In spite of all the options out there, getting the infrastructure (simulator, benchmark binaries, workloads and checkpoints) in place is a time consuming and arduous process. As a result, groups seem to have gravitated towards simulators that best suited their needs in terms of features and ease of use. The large number of options today also implies that different proposals on the same topic inevitably use different simulation platforms. As a result, it is often difficult to compare results across papers and
exactly reproduce results of prior work. This was not as significant a problem before when nearly everyone used Simplescalar.
In some sub-areas, it is common practice to compare an innovation against other state-of-the-art innovations (cache policies, DRAM scheduling, etc.). Faithfully modeling the innovations of others can be especially troublesome for new grad students learning the ropes of the process. I believe a large part of this effort can be reduced if these models (and by model I mean code :-) were already publicly available as part of a
common simulator framework.
The
Archer project, as some of you might know, is a recent effort in the direction of collaborative research in computer architecture. From the project's website, they strive for a noble goal -
"To thoroughly evaluate a new computer architecture idea, researchers and students need access to high-performance computers, simulation tools, benchmarks, and datasets - which are not often readily available to many in the community. Archer is a project funded by the National Science Foundation CRI program to address this need by providing researchers, educators and students with a cyberinfrastructure where users in the community benefit from sharing hardware, software, tools, data, documentation, and educational material."

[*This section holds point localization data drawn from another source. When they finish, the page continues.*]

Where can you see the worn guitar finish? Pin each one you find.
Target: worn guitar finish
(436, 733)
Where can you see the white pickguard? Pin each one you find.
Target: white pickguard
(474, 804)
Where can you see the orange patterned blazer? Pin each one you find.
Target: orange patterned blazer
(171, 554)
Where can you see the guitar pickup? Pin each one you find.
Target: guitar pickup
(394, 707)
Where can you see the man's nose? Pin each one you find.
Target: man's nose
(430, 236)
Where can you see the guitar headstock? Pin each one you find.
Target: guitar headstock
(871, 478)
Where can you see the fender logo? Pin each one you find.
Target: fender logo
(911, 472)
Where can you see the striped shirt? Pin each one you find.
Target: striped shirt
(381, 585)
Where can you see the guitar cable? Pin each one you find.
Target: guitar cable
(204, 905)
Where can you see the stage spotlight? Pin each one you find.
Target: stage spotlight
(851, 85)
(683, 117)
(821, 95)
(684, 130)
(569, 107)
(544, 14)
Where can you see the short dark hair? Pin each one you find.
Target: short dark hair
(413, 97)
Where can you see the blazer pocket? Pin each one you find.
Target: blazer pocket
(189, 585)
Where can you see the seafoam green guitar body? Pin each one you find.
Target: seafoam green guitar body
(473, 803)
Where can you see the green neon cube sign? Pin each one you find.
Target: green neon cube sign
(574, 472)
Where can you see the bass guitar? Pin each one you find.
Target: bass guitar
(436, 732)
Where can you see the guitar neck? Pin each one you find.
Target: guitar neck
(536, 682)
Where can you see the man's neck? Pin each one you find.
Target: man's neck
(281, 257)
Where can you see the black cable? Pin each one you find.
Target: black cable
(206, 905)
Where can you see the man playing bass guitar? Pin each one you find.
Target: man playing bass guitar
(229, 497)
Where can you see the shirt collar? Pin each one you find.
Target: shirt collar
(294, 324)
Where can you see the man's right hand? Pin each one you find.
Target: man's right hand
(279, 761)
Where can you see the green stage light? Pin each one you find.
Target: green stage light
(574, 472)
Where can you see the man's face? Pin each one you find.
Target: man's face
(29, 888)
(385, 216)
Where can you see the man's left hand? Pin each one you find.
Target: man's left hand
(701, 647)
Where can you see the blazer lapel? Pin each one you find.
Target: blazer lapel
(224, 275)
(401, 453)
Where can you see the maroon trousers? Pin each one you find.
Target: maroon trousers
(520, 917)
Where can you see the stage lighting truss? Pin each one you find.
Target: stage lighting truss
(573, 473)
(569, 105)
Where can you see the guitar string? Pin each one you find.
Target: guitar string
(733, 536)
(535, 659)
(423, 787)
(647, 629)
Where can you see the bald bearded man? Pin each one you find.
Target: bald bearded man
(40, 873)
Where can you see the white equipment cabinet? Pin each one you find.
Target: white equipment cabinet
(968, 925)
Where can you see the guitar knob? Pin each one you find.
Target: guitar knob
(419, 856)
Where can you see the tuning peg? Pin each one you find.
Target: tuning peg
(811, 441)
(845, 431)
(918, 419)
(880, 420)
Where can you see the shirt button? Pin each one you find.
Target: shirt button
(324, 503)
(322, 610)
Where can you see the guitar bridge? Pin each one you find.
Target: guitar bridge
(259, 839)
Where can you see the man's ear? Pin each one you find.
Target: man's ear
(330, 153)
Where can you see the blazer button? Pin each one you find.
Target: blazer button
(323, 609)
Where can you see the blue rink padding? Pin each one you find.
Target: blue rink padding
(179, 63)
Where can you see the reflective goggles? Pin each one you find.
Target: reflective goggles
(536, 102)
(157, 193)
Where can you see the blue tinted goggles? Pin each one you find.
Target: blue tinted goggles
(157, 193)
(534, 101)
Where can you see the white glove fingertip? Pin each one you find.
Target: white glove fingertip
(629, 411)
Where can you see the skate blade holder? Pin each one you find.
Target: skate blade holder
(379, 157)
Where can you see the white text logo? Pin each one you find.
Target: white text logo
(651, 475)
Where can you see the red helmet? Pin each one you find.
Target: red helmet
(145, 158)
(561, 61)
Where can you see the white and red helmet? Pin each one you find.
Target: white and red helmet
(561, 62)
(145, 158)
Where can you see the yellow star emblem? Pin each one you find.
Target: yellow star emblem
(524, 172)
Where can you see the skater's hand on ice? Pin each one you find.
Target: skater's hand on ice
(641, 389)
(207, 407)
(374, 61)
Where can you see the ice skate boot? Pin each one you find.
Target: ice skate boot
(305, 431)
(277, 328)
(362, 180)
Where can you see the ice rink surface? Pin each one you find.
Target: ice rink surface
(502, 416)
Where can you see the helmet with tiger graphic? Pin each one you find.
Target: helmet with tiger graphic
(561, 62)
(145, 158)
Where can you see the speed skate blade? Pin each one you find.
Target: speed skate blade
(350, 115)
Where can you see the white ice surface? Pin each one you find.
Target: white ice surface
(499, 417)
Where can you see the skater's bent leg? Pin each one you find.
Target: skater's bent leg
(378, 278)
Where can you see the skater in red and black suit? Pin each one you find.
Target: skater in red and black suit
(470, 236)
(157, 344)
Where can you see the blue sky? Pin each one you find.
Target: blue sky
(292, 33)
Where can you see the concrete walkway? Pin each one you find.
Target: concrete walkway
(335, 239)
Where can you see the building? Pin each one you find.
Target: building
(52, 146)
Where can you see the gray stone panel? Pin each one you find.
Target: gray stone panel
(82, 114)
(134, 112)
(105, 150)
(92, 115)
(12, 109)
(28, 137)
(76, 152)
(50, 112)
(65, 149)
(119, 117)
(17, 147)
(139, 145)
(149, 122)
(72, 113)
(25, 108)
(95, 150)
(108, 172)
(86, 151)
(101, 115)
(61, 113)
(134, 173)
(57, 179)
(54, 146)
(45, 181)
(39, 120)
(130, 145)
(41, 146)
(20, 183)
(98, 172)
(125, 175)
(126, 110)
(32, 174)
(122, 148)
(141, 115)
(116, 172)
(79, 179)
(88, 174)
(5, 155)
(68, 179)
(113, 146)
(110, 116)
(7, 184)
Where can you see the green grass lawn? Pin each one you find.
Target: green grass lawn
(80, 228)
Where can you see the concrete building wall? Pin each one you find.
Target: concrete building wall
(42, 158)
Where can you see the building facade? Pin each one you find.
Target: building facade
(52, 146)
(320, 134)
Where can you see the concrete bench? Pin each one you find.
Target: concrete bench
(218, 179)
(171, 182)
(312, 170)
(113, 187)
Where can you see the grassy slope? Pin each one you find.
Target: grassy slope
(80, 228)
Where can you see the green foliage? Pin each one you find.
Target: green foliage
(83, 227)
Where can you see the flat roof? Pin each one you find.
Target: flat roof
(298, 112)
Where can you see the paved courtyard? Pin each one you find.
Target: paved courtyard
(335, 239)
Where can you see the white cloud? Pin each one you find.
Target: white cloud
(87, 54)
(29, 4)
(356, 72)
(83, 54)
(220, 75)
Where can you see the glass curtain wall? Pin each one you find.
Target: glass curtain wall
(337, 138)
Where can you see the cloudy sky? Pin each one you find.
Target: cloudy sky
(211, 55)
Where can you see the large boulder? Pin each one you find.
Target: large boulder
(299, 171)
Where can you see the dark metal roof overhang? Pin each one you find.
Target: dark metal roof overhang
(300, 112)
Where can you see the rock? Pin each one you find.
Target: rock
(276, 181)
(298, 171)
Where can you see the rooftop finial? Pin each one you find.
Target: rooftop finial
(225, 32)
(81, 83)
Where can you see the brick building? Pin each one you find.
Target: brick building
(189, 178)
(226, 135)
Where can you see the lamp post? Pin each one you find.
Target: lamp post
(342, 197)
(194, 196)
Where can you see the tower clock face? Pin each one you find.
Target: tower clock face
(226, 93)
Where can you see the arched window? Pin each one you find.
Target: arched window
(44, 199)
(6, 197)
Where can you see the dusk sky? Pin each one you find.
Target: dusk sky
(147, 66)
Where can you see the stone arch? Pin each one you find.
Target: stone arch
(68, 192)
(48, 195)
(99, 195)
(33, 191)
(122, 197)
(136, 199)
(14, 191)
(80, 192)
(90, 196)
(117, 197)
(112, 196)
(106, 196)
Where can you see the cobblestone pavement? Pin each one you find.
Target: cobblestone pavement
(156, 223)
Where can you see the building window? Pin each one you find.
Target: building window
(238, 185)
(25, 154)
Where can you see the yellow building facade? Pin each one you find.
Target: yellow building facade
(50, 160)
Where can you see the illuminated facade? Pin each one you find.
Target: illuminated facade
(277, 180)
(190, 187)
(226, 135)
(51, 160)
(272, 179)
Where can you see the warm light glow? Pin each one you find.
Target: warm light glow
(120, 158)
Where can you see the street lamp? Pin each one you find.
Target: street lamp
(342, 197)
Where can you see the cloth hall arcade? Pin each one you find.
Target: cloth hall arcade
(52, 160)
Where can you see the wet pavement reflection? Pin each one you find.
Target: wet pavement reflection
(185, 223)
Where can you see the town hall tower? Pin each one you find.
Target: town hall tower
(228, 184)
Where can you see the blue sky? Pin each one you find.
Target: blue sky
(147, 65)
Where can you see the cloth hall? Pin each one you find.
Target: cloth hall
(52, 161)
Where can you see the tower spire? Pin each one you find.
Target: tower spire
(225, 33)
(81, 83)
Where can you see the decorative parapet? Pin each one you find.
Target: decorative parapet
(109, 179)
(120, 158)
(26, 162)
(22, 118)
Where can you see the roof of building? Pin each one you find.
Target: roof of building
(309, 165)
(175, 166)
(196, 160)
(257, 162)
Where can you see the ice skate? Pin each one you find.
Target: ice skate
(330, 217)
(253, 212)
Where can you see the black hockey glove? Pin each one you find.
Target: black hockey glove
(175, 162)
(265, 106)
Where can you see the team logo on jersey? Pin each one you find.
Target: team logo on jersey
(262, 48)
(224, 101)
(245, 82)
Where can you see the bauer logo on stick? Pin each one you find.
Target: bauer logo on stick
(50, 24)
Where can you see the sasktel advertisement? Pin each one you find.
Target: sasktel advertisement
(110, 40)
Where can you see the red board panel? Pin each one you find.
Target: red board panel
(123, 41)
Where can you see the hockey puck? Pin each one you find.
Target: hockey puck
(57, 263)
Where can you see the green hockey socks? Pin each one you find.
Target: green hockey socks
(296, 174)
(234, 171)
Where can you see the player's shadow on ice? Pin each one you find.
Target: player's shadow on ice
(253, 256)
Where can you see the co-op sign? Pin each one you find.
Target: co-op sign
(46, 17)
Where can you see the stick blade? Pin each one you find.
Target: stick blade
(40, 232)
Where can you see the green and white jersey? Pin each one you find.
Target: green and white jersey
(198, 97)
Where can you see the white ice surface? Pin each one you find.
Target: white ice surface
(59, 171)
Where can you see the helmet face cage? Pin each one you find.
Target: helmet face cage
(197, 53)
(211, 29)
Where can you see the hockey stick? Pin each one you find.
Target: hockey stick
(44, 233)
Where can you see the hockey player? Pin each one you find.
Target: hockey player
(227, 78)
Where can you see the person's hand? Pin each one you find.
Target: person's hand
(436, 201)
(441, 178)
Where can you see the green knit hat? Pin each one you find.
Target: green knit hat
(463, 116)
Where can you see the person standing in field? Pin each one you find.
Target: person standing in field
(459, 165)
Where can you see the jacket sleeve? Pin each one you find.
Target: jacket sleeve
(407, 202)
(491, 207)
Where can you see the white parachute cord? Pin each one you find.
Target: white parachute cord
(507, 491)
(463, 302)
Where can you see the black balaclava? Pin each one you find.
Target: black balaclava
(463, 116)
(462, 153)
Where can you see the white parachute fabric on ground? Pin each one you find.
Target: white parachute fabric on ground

In its current format, Archer provides a large pool of batch-scheduled
computing resources, a set of
commonly used tools and simulators and some
benchmarks and datasets. It also has support for sharing files via NFS and a wiki-based infrastructure to aggregate shared knowledge and experiences.
If widely adopted, this will provide a solution to many of the issues I listed above. It can help push the academic community towards a common infrastructure while at the same time reduce the effort to setup simulation infrastructure and to reproduce prior work.
Although Archer is a great initial step, I believe it still can be improved upon. If I had my wishes, I would like a
sourceforge like platform, where the model for a particular optimization is owned by a group of people (say, the authors of the research paper), available to be checked out from a version-control system. Anyone using the Archer platform for their research, that results in a peer-reviewed publication would be obliged to release their model into the public domain under a GPL. Bug reports will be sent to the owners who will in turn release revised versions of the model(s).
In recent years, collaborative research efforts in computer science have been very successful.
Emulab is a widely used resource by the networking community. The TCS community too has been involved in successful collaborative research, e.g.
the polymath project and
the recent collaborative review of Deolalikar's paper. I believe that there is certainly room for larger collaborative efforts within the computer architecture community.